The Guardians knew how long Jack had spent alone. Of course they did. But for someone who had lived as long as Bunny or Sandy, or someone who could get caught up in their work to the point of having a week pass by without their notice, like North or Tooth (or, to be fair, also Bunny) it was much more difficult to register just how difficult those three hundred years would have been for someone like Jack, who craved interaction with other people the way a fish craves water.
And, though the Guardians hadn't noticed, spirits had been growing fewer. Oh, people still believed in things, it was true, otherwise the Guardians themselves would have had to notice. But new spirits, oh no. They looked to other explanations, didn't create new spirits unless in fun now.

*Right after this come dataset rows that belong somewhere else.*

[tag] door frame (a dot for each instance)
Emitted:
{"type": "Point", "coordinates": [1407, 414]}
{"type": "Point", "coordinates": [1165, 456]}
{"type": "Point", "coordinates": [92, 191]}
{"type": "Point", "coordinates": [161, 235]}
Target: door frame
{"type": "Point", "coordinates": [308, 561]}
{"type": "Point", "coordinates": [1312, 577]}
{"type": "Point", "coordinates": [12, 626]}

They might be created – look at Slenderman, or O'SHA – but it wasn't belief like was needed to sustain a spirit. Most of the ones that did appear were brief and weak as belief waxed and waned.
A Weather Phenom like Jack Frost? Even rarer. With radar, and storm tracking, and all the rest...why believe in a spirit causing the weather when everyone knew it was because of shifts in air pressure and warm air versus cold and all the rest? Jack was lucky in being old enough and embedded enough in culture that his name was still spoken, and he was strong on his own, from being raised by the moon and his own inner strength, that direct belief didn't weaken him.
Most all other Weather Phenoms had drifted away into nothing but a voice on the wind, fading away into nothing, as the years passed. New spirits were rarer and rarer, and the older spirits so entrenched in what they did that they didn't have time for a carefree spirit like Jack.
He irritated them at best. At worst, well, Jack was probably lucky he hadn't gotten into more fights than he had.
Three hundred years of being rejected. Of thinking he'd found someone only for them to fade away soon after. Thor and Loki were lucky, pop culture along with modern paganism had revived talk of them, and stories were still told of Raven and Anansi, while the play starring Puck was part of mainstream consciousness. The Snegurochka were less lucky – the stories were still around, but not well known, and they had never been powerful.
They were lucky in finding Jack, and having him supporting them, unconsciously as he did. Without him, they would have been even weaker, easy prey still for any spirit stronger than them, which was nearly all of them.
Snow Maidens and Little Match Girls (many of whom Jack had changed to Snow Maidens – even as weak as a Snow Maiden was, they were more powerful, healthier, happier than the misery of a Little match Girl) didn't last long in the service of spirits like General Winter or the Snow Queen.
But Jack was strong enough, loyal enough, and the Snegurochka weak enough, that no one fought him for them.
And they were all upset about Jack's upset, about Jack being lied to, and though they were weak they could make life very unpleasant for another spirit if that spirit hurt Jack more.
As shovel talks went, the diversion from stories about Jack to the Snegurochka's weren't very intimidating. The worst most of them could do was frostnip, maybe frostbite, which wouldn't harm a spirit for long though it would be painful. And while they might be a little jealous of the baby teeth, Baby Tooth in particular, they weren't going to harm any of them.
None of the snow maidens said it, but there was that secret hope they shared that Bunny could feel and wouldn't breathe a word of either, that the baby teeth could be their sisters as well. That they could love and be loved too, if only for Jack.